Bilingualism has many benefits, which can be divided into these categories.
We want our daughter to be bilingual for practical as well as developmental reasons. None of my family speaks anything beyond beginner’s Spanish, while the same can be said for my in-laws with English. So being bilingual will mean she can communicate with both sides of the family.
Far into the future (she’s not even 2 yet!) her bilingualism could open many doors for her professionally as she’ll be able to communicate with a larger number of people. Purely because the two languages native to her will be English and Spanish, two of the world’s most spoken languages
That means more job opportunities will be open to her. She may also be more willing to accept jobs in other countries as the language won’t be a barrier for her.
Bilingualism will also make travel for pleasure easier for her. If she can communicate well with the locals, she’ll have a much more fulfilling experience than if she didn’t understand the language at all.

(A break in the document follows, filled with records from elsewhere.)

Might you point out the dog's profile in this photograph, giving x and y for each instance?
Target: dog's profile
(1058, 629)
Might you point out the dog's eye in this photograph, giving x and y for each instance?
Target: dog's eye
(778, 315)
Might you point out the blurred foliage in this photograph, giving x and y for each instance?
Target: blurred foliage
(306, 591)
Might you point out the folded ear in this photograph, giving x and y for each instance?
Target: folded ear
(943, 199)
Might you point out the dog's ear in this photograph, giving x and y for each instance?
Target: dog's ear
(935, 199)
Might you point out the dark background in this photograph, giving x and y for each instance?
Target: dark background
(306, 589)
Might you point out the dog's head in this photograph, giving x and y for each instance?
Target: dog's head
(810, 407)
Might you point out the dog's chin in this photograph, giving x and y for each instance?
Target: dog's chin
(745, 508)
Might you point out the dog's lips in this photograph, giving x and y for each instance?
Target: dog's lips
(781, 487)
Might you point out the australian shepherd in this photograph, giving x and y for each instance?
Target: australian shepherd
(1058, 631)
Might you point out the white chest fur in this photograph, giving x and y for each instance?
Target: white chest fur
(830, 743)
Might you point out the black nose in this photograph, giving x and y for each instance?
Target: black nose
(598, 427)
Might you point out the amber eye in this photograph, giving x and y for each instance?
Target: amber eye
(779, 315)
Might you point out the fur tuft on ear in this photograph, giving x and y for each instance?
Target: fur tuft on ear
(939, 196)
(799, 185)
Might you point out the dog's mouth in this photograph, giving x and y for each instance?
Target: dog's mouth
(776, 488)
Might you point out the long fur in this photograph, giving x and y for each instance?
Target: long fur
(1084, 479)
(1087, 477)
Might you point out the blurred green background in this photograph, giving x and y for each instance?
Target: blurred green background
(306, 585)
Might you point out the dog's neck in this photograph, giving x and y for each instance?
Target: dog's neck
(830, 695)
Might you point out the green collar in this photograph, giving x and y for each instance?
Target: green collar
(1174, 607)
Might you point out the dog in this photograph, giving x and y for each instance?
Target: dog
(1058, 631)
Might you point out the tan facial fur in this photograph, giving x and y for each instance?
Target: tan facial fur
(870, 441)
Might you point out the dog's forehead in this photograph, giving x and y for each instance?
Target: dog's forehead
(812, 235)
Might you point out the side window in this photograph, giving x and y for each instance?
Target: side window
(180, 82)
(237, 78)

In terms of development and skills, she’ll find it easier to pick up a third language.
Research also shows that bilingual people have better mental abilities, compared with monolinguals, like the ability to focus on important information and ignore irrelevant information. This can then aid their productivity in related tasks, especially when multitasking.
Bilingualism can also lead to improved problem-solving skills and creative thinking.
These aspects will aid her learning development as she progresses through school.
If you are able to raise your child to be bilingual, take it. It doesn’t matter whether you’re a multilingual family or a monolingual one.
These developmental foundations and skills will help your child go far in life.
As the philosopher, Ludwig Wittgenstein, said:
“If we spoke a different language, we would perceive a somewhat different world.”